I sindaci non possono fare ricorso contro le norme Ue sui veicoli
Corte Ue: i regolamenti omologativi sono estranei ai divieti di circolazione
di Maurizio Caprino
2' di lettura
I municipi non possono presentare ricorsi contro le norme antinquinamento di omologazione dei veicoli, perché esse vietano solo la commercializzazione dei mezzi che non rispettano i limiti alle emissioni previsti. Perciò la Corte Ue (sentenza sulle cause riunite da C-177/19 P a C-179/19 P) ha dato torto ai sindaci di Bruxelles, Madrid e Parigi, che lamentavano di non poter vietare la circolazione alle auto diesel di ultima generazione. Questione cui guardano con interesse molti Comuni italiani, Milano in testa.

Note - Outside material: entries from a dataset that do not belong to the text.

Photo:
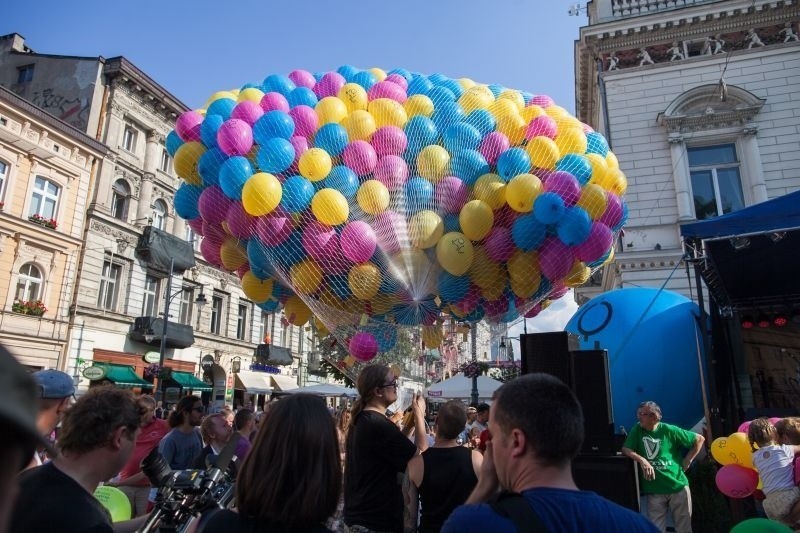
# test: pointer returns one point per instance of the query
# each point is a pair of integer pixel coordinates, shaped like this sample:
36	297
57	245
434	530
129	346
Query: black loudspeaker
613	477
590	382
548	353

Tutto nasce dal regolamento Ue 2016/646, che dopo il dieselgate inasprì i test delle emissioni di ossidi di azoto, disponendo che le misurazioni fossero effettuate nella guida su strada. Per tener conto della maggior gravosità della prova e delle difficoltà di ottenere valori precisi, la Ue riconobbe tolleranze (prima del 110% con lo standard Euro 6D-Temp e poi del 50% con l’Euro 6D) sulle soglie dello standard Euro 6.

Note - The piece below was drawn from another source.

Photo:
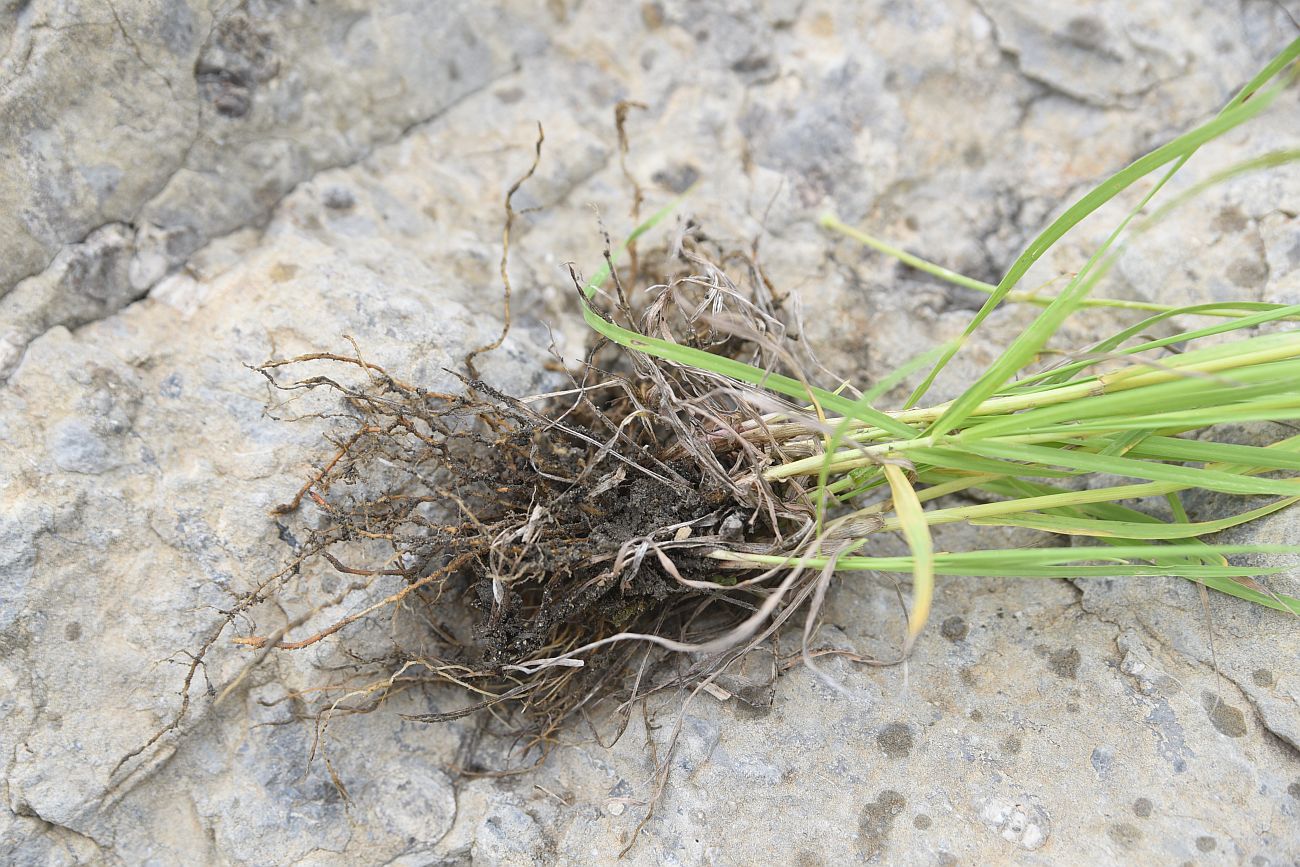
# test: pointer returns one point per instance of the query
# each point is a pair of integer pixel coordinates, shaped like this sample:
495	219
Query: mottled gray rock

I sindaci delle tre capitali, tra i più impegnati nelle polemiche di quel periodo, rimarcavano che di fatto quel regolamento alzava i limiti, lasciandoli invariati solo formalmente (anche se gli sforamenti reali con la norma precedente andavano ben oltre il 110%). I ricorsi argomentavano che i comuni hanno titolo a opporsi in qualità di soggetti interessati, perché il regolamento avrebbe loro impedito di vietare la circolazione delle diesel di ultima generazione.
Il 13 dicembre 2018, il Tribunale dell’Unione europea (competente sui ricorsi di questo tipo) diede ragione ai municipi, riconoscendo che il regolamento li riguardava direttamente e stabilendo che la Commissione Ue non avrebbe avuto il potere di modificare i limiti di emissioni, in quanto «elementi essenziali» del regolamento (sentenza sulle cause T-339/16, T-352/16 e T391/16).

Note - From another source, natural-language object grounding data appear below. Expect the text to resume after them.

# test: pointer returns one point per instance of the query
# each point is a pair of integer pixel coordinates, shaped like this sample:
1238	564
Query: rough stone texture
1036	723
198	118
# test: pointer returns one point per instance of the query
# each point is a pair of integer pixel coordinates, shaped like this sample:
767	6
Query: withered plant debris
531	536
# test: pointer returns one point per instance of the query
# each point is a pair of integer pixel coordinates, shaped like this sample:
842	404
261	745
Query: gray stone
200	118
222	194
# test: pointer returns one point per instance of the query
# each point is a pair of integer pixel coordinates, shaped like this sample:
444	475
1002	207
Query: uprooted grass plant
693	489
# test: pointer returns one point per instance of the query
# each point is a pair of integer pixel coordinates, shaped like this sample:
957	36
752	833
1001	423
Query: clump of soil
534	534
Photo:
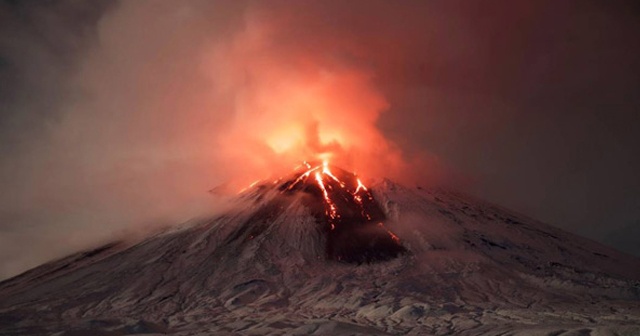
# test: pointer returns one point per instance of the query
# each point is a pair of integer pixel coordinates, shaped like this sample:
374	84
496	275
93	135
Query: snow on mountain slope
391	260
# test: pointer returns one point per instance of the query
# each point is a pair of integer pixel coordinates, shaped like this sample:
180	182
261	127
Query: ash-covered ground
322	254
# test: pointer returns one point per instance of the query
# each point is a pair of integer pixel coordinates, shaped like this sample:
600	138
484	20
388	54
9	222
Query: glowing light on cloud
290	105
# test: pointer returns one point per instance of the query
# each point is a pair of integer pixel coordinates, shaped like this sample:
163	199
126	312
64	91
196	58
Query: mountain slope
393	261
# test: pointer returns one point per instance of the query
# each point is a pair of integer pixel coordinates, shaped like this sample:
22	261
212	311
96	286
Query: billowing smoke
117	117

La Commissione, la Germania e l’Ungheria si sono opposte davanti alla Corte Ue (in qualità di organo d’appello), che ha respinto l’originaria richiesta dei sindaci di annullare il regolamento. Il motivo è che esso s’inquadra nella direttiva 2007/46, che non impatta sul potere di vietare la circolazione a livello locale, per cui i municipi non sarebbero direttamente interessati. Si arriva a ciò osservando che la direttiva contiene un obbligo negativo (impedisce agli Stati membri di vietare, limitare o impedire la circolazione dei veicoli conformi alle prescrizioni di omologazione) e uno positivo (consente di immatricolare e autorizzare la loro vendita e messa in strada). Quindi il secondo obbligo non tocca la circolazione. E la Corte esclude che uno dei due obblighi possa avere portata più ampia dell’altro, perché sono complementari. Di qui la conclusione che la norma tocca solo la fase di omologazione dei veicoli (cui le amministrazioni comunali sono estranee) e non la circolazione locale.